Because temperature matters so much, it is worth controlling. Cooler dough ferments slowly and is forgiving; warm dough moves fast and tips into overproofing quickly. For a deeper walk through reading the signs and dialling in timing, see the bulk fermentation guide. Push it too far and you get the slack, gummy results covered in the overproofed sourdough guide.

Shaping and the Final Proof

When bulk is done, you divide and shape the dough into its final form, building surface tension that will hold the loaf’s structure in the oven. After shaping comes the final proof (also called the second rise): a shorter, gentler rest that lets the shaped loaf relax and puff before baking.

The key distinction many bakers blur:

  • Bulk fermentation = the whole mass rising before shaping. Most strength and flavour develop here.
  • Final proof = the shaped loaf rising one more time after shaping. Shorter, and mostly fine-tuning.

Many bakers do the final proof cold — an overnight retard in the fridge. This slows fermentation dramatically, which deepens flavour, makes the dough easier to score, and lets you bake on your own schedule rather than the dough’s.

How Temperature Ties It All Together

If there is one thread running through every stage, it is temperature. It controls how fast the wild yeast and bacteria work, and therefore how long autolyse, bulk, and proof each take. Warmth speeds fermentation and gives a milder, faster loaf with a narrow margin before overproofing; cooler temperatures slow everything down, develop more complex sourness, and are far more forgiving.

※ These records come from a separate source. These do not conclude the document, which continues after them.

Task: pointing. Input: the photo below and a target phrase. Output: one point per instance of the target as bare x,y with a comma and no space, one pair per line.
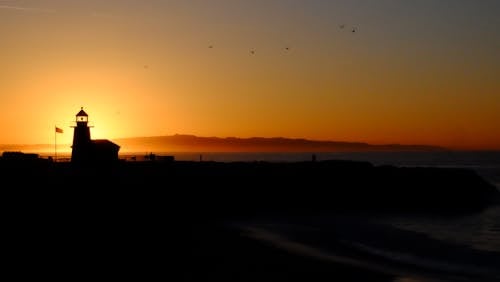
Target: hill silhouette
180,142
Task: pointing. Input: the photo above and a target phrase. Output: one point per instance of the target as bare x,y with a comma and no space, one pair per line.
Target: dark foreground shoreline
148,219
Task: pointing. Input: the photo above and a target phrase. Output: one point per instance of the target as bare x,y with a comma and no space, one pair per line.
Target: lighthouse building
86,150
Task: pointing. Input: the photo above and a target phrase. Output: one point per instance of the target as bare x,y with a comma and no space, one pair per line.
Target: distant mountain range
182,143
191,143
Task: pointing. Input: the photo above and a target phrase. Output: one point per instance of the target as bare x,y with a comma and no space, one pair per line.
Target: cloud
26,9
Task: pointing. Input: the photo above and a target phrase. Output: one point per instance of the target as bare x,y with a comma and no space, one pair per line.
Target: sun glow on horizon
253,70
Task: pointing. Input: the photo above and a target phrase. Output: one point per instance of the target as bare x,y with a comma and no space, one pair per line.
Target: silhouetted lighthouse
81,138
85,150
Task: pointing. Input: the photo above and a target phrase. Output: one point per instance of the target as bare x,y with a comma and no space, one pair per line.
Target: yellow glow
147,74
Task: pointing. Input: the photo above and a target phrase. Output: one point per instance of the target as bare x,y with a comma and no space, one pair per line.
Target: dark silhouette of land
257,144
168,218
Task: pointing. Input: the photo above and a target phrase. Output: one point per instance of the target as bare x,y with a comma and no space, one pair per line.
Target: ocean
411,247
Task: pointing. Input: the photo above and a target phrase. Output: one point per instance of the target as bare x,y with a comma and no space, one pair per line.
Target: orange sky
412,73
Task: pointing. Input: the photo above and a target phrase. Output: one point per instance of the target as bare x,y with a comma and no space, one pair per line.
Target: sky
412,72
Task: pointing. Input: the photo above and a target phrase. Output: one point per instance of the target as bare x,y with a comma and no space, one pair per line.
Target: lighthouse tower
82,144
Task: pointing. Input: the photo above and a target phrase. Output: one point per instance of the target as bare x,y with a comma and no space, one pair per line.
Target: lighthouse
81,148
86,150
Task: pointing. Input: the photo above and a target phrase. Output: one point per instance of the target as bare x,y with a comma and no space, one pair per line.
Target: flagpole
55,144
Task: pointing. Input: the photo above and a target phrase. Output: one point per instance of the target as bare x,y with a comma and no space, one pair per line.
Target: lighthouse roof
82,113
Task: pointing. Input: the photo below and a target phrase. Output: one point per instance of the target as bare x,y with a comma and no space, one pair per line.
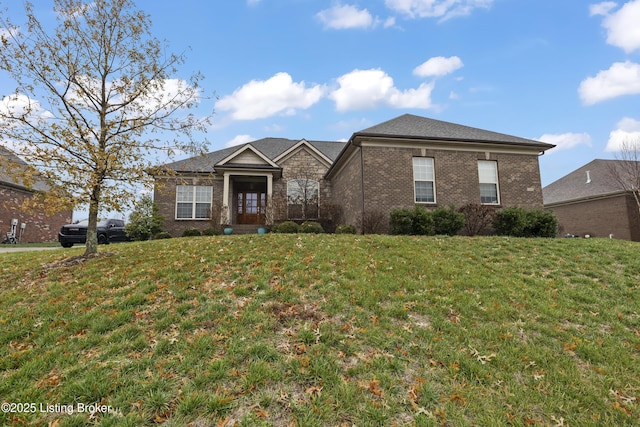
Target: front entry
250,207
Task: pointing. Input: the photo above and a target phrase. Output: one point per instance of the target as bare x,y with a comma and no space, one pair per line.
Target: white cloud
438,66
627,132
566,141
602,8
444,9
364,89
623,78
341,17
623,27
239,140
264,98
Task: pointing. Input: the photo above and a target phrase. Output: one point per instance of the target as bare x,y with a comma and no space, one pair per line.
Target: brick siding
39,226
617,215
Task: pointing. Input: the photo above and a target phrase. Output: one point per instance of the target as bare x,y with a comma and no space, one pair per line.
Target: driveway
4,249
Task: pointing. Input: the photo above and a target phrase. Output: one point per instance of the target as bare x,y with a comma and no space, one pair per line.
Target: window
488,176
423,180
193,202
303,198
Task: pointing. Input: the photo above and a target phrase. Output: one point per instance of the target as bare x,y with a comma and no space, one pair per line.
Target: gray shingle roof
270,147
11,166
578,185
410,126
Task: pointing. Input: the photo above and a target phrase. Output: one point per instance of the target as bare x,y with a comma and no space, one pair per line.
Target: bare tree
302,198
94,103
625,172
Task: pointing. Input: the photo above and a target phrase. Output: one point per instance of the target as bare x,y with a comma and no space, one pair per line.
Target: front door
250,207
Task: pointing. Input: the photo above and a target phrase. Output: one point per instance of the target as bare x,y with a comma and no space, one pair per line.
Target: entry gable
300,145
247,155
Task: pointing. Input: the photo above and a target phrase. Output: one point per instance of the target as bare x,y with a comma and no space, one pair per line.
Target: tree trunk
92,229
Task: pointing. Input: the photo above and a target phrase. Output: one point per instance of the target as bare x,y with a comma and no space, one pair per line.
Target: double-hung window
424,183
488,177
193,202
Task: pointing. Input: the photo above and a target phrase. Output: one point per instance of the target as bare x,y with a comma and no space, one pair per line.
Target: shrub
191,232
345,229
286,227
510,221
311,227
401,221
447,221
541,223
422,221
478,219
416,221
373,222
210,231
519,222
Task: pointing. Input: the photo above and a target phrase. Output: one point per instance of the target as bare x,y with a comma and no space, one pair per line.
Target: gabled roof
409,126
11,166
270,148
592,180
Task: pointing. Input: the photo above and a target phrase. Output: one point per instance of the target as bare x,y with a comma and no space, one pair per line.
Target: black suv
109,231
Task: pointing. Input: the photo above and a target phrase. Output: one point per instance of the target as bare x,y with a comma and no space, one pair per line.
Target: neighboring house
588,201
403,162
32,227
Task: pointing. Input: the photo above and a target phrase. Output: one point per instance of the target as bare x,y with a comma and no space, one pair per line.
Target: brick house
38,227
405,161
588,201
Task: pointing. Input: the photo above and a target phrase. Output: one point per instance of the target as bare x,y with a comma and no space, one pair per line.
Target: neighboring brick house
588,201
38,227
405,161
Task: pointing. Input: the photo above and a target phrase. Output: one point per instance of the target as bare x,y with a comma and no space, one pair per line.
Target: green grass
316,330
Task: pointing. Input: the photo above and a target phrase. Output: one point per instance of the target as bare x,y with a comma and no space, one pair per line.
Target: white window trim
193,202
497,182
433,167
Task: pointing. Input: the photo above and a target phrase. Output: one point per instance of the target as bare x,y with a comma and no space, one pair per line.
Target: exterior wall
347,190
302,164
164,195
616,215
388,178
39,226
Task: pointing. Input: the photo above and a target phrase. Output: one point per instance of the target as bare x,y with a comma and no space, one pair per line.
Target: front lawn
324,330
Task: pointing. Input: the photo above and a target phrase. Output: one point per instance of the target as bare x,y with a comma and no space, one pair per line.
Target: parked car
109,231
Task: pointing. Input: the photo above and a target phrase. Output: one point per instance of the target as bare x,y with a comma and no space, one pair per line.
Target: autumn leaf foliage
96,103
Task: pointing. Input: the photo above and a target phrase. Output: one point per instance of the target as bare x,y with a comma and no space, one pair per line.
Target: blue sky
564,72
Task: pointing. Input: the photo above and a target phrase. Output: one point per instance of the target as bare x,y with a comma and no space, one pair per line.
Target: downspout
362,186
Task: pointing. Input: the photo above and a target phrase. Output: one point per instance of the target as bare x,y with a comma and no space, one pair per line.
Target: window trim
194,202
496,183
432,181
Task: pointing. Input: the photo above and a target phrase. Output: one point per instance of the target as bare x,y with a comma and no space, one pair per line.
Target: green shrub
478,219
401,221
422,221
311,227
518,222
345,229
210,231
541,223
416,221
191,232
447,221
286,227
162,235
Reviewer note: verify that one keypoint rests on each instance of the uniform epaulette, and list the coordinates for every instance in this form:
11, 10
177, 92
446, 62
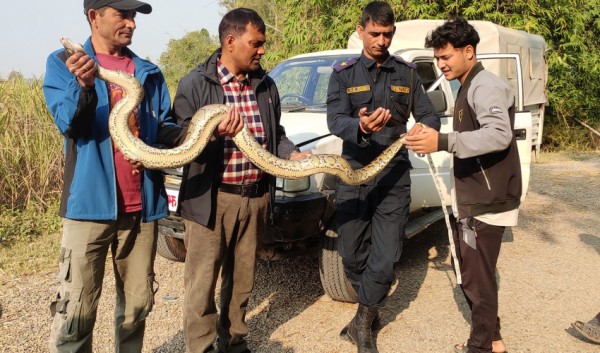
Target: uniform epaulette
402, 61
345, 64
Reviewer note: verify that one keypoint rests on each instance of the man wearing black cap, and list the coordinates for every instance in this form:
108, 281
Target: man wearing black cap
108, 202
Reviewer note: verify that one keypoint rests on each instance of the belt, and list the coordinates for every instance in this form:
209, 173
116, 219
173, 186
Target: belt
247, 190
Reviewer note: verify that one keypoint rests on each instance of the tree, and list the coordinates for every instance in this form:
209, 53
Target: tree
182, 55
570, 28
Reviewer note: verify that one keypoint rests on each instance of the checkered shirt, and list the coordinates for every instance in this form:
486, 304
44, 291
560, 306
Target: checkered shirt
237, 168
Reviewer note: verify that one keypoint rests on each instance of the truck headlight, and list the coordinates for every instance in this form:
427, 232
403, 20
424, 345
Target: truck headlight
297, 185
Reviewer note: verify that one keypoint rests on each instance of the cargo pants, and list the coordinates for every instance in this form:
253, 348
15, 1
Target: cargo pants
84, 249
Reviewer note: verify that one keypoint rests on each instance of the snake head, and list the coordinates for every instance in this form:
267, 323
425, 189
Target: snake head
70, 46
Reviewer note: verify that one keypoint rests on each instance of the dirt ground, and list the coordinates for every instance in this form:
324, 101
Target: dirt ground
549, 275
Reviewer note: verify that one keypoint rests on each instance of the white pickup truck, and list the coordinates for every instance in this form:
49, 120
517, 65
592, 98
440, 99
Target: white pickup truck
304, 209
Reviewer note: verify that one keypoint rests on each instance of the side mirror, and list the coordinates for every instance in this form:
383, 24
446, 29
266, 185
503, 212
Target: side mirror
438, 99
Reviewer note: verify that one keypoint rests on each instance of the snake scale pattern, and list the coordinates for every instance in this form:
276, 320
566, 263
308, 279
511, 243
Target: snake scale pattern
200, 131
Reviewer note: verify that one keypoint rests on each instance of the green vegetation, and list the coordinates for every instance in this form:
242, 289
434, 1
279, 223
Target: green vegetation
30, 166
569, 27
31, 159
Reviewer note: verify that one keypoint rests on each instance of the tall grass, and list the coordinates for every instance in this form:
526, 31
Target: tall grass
31, 162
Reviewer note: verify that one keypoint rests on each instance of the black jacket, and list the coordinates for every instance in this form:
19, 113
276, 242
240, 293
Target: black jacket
201, 178
489, 182
396, 86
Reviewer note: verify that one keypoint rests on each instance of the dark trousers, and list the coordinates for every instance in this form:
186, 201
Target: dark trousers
477, 249
231, 248
371, 220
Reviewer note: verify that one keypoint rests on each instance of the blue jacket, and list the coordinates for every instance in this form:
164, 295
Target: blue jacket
81, 115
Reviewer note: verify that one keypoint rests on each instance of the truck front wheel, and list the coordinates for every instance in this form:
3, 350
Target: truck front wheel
331, 271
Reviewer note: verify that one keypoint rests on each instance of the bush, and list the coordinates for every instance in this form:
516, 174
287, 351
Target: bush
31, 161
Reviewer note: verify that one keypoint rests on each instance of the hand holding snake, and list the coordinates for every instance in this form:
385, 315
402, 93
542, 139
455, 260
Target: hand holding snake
201, 128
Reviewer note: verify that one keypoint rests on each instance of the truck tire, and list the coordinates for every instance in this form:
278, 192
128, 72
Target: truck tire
170, 248
331, 271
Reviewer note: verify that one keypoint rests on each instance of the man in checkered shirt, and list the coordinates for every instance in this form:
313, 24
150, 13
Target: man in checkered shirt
224, 198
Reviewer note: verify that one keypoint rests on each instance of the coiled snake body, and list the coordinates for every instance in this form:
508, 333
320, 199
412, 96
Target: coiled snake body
199, 133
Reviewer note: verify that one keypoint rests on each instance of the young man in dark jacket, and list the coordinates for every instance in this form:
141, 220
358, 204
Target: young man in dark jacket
487, 174
108, 203
224, 198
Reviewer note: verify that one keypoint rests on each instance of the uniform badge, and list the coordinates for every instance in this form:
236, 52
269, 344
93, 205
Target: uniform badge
358, 89
400, 89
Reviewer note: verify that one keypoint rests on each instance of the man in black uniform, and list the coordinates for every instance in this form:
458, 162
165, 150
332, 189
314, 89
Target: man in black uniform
369, 101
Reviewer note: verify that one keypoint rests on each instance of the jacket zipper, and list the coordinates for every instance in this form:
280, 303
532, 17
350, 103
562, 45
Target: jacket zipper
484, 176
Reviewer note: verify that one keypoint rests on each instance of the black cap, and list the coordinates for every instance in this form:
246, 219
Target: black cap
138, 6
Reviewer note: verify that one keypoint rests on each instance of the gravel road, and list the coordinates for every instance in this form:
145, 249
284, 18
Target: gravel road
548, 273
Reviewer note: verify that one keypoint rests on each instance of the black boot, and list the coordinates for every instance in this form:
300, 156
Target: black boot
359, 329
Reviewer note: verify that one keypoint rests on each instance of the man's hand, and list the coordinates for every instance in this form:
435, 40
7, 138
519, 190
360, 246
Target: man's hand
299, 155
422, 140
231, 125
375, 121
83, 67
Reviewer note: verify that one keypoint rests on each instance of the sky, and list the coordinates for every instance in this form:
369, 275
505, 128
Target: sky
30, 30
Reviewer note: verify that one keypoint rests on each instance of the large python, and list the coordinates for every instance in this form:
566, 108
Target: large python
200, 131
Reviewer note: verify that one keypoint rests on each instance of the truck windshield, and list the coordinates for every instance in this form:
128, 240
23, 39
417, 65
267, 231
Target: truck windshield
302, 82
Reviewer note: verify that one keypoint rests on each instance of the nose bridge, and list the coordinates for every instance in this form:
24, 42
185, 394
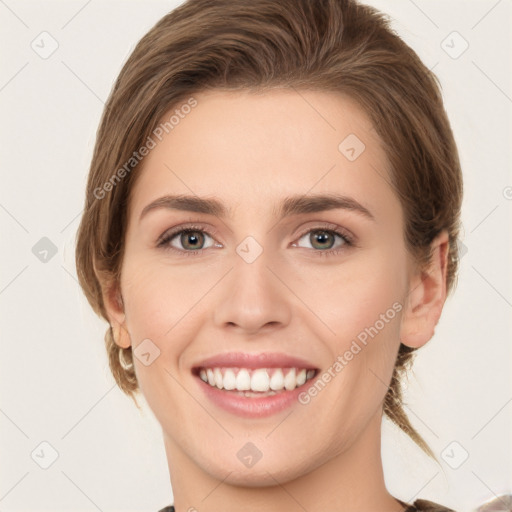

This is why two bakers using the identical recipe can get wildly different results — and why experienced bakers talk about dough temperature as much as time. When you adjust a bake, you are really adjusting the rate of the fermentation you now understand.

When you are ready to put the numbers behind the process, the levain calculator sizes your leaven, the hydration calculator balances flour and water, and the bulk fermentation calculator estimates timing for your kitchen temperature. To check the loaf is truly done at the end of it all, the internal temperature guide tells you what to look for. Master the why behind each stage, and the recipes finally start to read like a story you can follow.